Why I'm an Ally

Anonymous

June is Pride Month, a month so dedicated in honor of the now 50th anniversary of the Stonewall Riots of 1969 in which the LGBTQI+ Community fought against police and others who were constantly raiding and shutting their establishments down and frequently arresting, and worse, people of their community. The word Pride is used to shake off the stigma that one should be ashamed in any way of their sexuality.

Myself, I'm an ally, a friend, and supporter of those of the LGBTQI+ community. I have family, friends, and co-workers who all belong to the greater community and I have chosen support them and more accurately, just be a friend.

Why am I an ally?

1. The world said so

Why I'm an Ally

Religion says to love thy neighbor. There are no stipulations put on who that neighbor is or has to be. Grade school taught me to treat others the way I'd like to be treated. My parents taught me to respect other people. We have laws on the books that protect citizens from hate crimes. The world says to treat people like people and yet some choose not to do the very thing they tell and demand others to do and expect that only they should be treated with any decency. One does not have to agree with someone's so called "lifestyle" in order to treat them with respect. You can disagree with someone all day, every day or how they live their life and still not actively choose to disrespect them by bullying them or committing violence toward them.

2. I don't have or want to make time to hate

Why I'm an Ally

Do you know how much extra time and effort is required to hate someone? I'd have to wake up, go down to some store, buy some signs, come up with some hatred slogans, go out and stand in the heat or the cold and yell at people I don't even know about something they've not done to me. Either that or spend hours as a keyboard warrior apparently blogging to people who most definitely aren't reading what I'm writing. I work A LOT so to then spend what little extra time I have on useless hatred that isn't going to make anyone less gay who already is seems like a complete waste. On my death bed, I don't want to be remembered as a homophobe. Who's life goal should that be really? There is no group that has done nothing to me or mine that I care enough about to take away from my time spent with friends and family to do all that.

3. I know what it's like to be bullied

Why I'm an Ally

I was bullied as a teen and it made every day of my life practically unbearable. If it weren't for the few good friends I had in my life at the time, things could have taken a horrible turn. For some in the community, it's that one friend or family member or their new created family that is all they have and are the only people who love them and keep them going. The world can be filled with people who refuse to let you live and be who you are. I'm lucky that my torment ended when I left middle school, but for others, to have to carry that burden around their whole life for being what they are that they can't change, can be extremely rough. Many have chosen to end their lives to end that pain. I want to be a reason for someone to keep going as opposed to the reason they see no reason to if it comes down to that.

4. Understanding unconditional love

Why I'm an Ally

In the early 90's, my cousin died due to complications with AIDS. Believe it or not, he was one of the lucky ones to not have to die alone, shoved aside in some quarantined hospital ward or disavowed by his family.
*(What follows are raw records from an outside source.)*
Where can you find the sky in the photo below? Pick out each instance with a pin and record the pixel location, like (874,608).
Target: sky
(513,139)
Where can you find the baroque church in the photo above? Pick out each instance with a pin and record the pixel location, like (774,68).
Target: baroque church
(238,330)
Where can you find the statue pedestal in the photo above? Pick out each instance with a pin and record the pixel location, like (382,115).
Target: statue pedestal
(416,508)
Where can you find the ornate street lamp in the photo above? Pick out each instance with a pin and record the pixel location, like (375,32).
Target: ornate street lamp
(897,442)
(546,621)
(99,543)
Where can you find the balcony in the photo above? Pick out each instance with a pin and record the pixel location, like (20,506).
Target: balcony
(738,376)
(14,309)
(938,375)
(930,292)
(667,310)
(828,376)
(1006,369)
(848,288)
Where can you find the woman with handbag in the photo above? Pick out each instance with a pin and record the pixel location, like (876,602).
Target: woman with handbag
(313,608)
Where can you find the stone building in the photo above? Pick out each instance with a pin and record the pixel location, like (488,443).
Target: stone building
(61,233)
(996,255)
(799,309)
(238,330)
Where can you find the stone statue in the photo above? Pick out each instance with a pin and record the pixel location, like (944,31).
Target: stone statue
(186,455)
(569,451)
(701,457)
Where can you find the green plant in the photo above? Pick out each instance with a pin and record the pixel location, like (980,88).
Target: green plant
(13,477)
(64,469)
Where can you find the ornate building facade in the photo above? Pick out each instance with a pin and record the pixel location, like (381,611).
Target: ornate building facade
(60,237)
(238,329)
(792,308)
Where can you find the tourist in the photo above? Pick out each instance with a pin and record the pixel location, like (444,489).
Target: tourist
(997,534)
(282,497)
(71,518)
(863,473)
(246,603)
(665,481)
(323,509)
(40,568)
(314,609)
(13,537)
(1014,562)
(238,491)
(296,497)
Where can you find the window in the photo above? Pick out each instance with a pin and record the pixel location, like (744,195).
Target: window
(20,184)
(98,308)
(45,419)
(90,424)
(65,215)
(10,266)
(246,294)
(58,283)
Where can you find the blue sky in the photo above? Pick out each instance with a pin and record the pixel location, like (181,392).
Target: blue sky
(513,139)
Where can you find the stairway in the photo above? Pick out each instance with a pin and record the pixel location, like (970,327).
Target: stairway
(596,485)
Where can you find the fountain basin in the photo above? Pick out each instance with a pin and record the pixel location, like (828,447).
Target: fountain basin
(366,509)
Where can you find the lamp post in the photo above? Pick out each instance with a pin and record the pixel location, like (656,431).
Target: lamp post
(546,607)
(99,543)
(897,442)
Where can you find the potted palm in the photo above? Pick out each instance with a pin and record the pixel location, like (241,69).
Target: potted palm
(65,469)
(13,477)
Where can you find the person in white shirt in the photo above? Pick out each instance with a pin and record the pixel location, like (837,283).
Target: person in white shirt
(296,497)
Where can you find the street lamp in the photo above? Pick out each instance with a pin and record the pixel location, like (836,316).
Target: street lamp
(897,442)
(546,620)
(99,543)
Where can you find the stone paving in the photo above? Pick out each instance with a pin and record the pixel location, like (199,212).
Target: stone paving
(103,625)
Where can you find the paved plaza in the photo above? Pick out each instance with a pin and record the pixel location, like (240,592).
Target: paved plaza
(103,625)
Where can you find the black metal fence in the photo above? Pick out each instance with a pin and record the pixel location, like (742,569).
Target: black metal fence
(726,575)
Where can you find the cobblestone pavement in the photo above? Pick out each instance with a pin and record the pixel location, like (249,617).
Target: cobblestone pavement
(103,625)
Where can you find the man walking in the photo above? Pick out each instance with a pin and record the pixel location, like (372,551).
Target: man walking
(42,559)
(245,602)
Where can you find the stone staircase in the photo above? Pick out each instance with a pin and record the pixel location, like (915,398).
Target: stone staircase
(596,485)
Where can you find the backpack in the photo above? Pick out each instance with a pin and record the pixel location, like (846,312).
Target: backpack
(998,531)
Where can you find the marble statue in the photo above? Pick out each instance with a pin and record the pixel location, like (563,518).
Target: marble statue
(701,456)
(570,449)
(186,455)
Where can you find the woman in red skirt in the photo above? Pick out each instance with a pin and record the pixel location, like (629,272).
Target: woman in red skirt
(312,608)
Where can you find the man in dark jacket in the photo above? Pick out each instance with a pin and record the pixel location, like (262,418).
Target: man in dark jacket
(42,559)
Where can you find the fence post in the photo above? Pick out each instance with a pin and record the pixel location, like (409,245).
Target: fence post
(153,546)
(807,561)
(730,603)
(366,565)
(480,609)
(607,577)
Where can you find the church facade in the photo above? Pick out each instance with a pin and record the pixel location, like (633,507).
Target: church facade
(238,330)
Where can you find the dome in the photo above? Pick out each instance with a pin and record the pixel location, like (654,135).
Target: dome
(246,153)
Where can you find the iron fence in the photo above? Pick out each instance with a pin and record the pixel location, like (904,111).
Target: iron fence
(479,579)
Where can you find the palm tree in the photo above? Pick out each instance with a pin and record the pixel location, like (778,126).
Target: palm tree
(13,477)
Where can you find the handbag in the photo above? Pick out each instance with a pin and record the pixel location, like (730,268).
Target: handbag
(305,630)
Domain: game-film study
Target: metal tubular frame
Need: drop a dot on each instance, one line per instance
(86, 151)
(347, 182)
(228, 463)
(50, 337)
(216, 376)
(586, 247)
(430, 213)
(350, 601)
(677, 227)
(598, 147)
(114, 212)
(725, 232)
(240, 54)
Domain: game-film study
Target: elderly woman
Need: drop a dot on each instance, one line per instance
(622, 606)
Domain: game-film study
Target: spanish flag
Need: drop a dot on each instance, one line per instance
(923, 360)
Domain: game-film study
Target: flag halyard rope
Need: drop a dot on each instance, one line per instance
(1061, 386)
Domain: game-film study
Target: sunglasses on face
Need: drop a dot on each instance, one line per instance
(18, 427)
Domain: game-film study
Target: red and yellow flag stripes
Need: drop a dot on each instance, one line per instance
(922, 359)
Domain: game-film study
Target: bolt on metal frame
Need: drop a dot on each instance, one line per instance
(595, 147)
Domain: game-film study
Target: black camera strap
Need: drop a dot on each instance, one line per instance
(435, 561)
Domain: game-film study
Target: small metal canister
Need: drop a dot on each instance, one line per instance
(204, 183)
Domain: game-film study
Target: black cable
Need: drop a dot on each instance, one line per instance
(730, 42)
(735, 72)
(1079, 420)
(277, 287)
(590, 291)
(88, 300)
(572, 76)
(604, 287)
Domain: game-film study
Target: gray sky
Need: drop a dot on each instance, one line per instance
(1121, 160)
I have a lot of family members who are deeply religious and go to churches or went to churches who spoke of gay people as being evil or deserving of such a fate---those same family members, however they felt inside, came when he called on his death bed. They surrounded him with love, reminded him of happier times, held him as he wept, and fought for his partner to be able to be by his side at his funeral at a church where they had to lie and say his partner was a friend and that he died of pneumonia because their family church would not burry anyone with AIDS in their cemetery. So many died with no one to care for them and people and family treating them like nothing. You don't go through something like that and see how others are badly treated, or how a church could turn away a grieving loved one, let alone the dead, and come out of it thinking that that's okay or the right thing to do.

5. We're not yet all free

Why I'm an Ally

If you want to speak of privilege, here we are. In a world where everyone is scrambling to get something and somewhere in this life, I don't feel like its okay that only a certain subset of people should have the right to personal protection from discrimination or abuse. I'm a citizen of this world---we all are---- and I shouldn't just fight for five seconds for only what I need and want, and allow others to be trampled and forgotten in the process. My friends stand besides me when I'm hurting or need help or need defending no matter who they are or what they represent, and to then go and turn my back on them is not what I call the definition of being a friend or a humane person. We're not yet free until we all have the freedom to be treated as human beings and under the law, as just people who love, hurt, have families, get married, have children, and want many of the same things out of life.

This is a part of my story. We're all different. I hope if you're not already, that maybe you too could become an ally. If not, if you feel like you can never in your life approve of the LGBTQI+ community, I obviously cannot force you to love or like someone and treat them as you would a friend, however, going back to the respect thing---you can disagree with someone and still treat them with respect. You make the choice to treat others the way you do and that has nothing to do with what others have done to you if they've never actually done or said anything to you in a hurtful or disrespectful manner.